Sta in questo progetto, senza trarre conclusioni che spettano alle procure competenti, la logica spiegazione di quello che potrebbe essere non solo uno sforamento accidentale del tetto massimo di percolato ossigenato depurato e versato in mare (è un passaggio della difesa di Orlando nell’audizione alla commissione parlamentare); quello che si intravede è un nesso tra i rifiuti della discarica di Bellolampo (un altro dei nodi da sciogliere prima di vedere esplodere una vera bomba ambientale), il mancato efficientamento della rete idrica e fognaria e l’uso improprio del depuratore di Acqua dei Corsari per rimuovere l’eccedenza di percolato dalla discarica. Un’operazione con una logica ineccepibile, se non fosse che per realizzarla si dovrebbero commettere una decina di reati penali.

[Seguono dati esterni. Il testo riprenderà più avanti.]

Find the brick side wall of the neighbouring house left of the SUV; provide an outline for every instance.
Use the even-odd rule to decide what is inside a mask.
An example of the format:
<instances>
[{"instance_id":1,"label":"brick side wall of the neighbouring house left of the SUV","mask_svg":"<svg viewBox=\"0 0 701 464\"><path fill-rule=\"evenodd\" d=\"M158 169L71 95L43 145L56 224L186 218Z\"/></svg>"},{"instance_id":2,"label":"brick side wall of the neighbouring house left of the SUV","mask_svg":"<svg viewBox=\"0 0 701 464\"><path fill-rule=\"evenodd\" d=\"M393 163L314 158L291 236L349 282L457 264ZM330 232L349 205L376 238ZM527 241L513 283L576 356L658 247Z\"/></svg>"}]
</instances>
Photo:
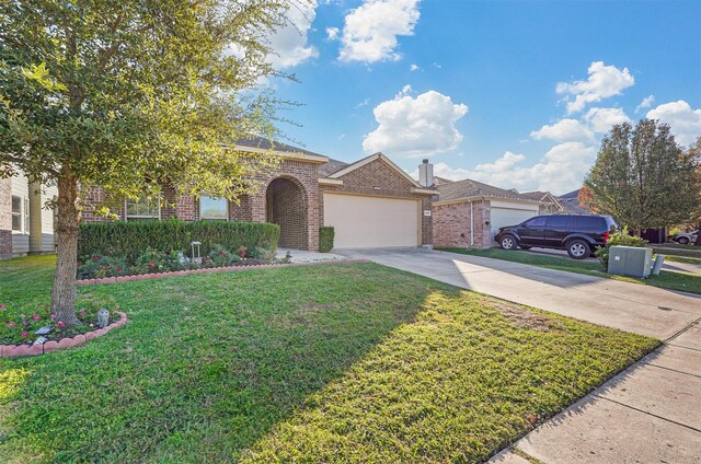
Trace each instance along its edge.
<instances>
[{"instance_id":1,"label":"brick side wall of the neighbouring house left of the SUV","mask_svg":"<svg viewBox=\"0 0 701 464\"><path fill-rule=\"evenodd\" d=\"M487 248L492 246L490 225L490 202L473 201L473 240L470 236L470 202L433 206L433 239L437 247Z\"/></svg>"}]
</instances>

Non è una mia fantasia ma quanto sostenuto il 13 maggio scorso dal procuratore aggiunto di Palermo, Marzia Sabella, nella descrizione fatta alla Commissione parlamentare sulle attività illecite connesse al ciclo dei rifiuti. In quell’occasione era stato illustrato il nesso tra lo stato disastrato della depurazione e del trattamento dei fanghi ad Acqua dei Corsari e a Balestrate, e il percolato di Bellolampo, con la responsabilità dell’Azienda municipalizzata acquedotti di Palermo. In quell’indagine, tra l’altro, era stata formulata un’ipotesi di reato per inquinamento ambientale e frode nelle pubbliche forniture.

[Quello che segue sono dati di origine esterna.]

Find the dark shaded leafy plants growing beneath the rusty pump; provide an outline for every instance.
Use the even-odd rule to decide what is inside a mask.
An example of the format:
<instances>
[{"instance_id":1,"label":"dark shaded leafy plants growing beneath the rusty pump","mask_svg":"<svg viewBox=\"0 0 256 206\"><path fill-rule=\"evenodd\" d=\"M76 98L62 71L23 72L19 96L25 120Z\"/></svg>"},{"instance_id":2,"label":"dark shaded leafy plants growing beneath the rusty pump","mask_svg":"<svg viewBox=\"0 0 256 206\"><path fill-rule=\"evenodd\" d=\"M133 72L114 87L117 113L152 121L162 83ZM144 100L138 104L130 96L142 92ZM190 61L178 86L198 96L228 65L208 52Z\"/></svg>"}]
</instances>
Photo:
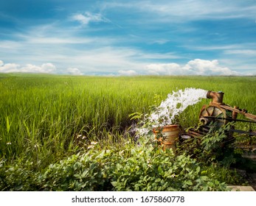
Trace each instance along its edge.
<instances>
[{"instance_id":1,"label":"dark shaded leafy plants growing beneath the rusty pump","mask_svg":"<svg viewBox=\"0 0 256 206\"><path fill-rule=\"evenodd\" d=\"M229 185L243 185L246 184L246 180L243 180L235 169L230 168L239 161L233 144L229 142L230 140L226 142L230 127L233 127L232 123L218 129L212 124L207 135L184 141L179 144L177 151L178 154L186 152L200 162L203 168L201 175L215 177L218 181Z\"/></svg>"}]
</instances>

Nella seduta del 13 maggio a palazzo San Macuto, dove si svolgeva anche l’audizione, in videoconferenza, del procuratore Francesco Lo Voi, Sabella aveva detto, tra l’altro: “Abbiamo chiesto il commissariamento dell’Amap” . Così che niente di quanto accaduto possa considerarsi inatteso, al punto che era già stata meditata una soluzione compromissoria: “Abbiamo chiesto – diceva Sabella – il commissariamento e non la misura interdittiva nei confronti di Amap o non abbiamo operato il sequestro preventivo – spiegò – perché avremmo arrecato un gravissimo danno alla collettività e poi l’autorità giudiziaria non può sostituirsi nella gestione di beni di questa importanza, a anche a fronte delle spese necessarie per l’adeguamento e l’ammodernamento”.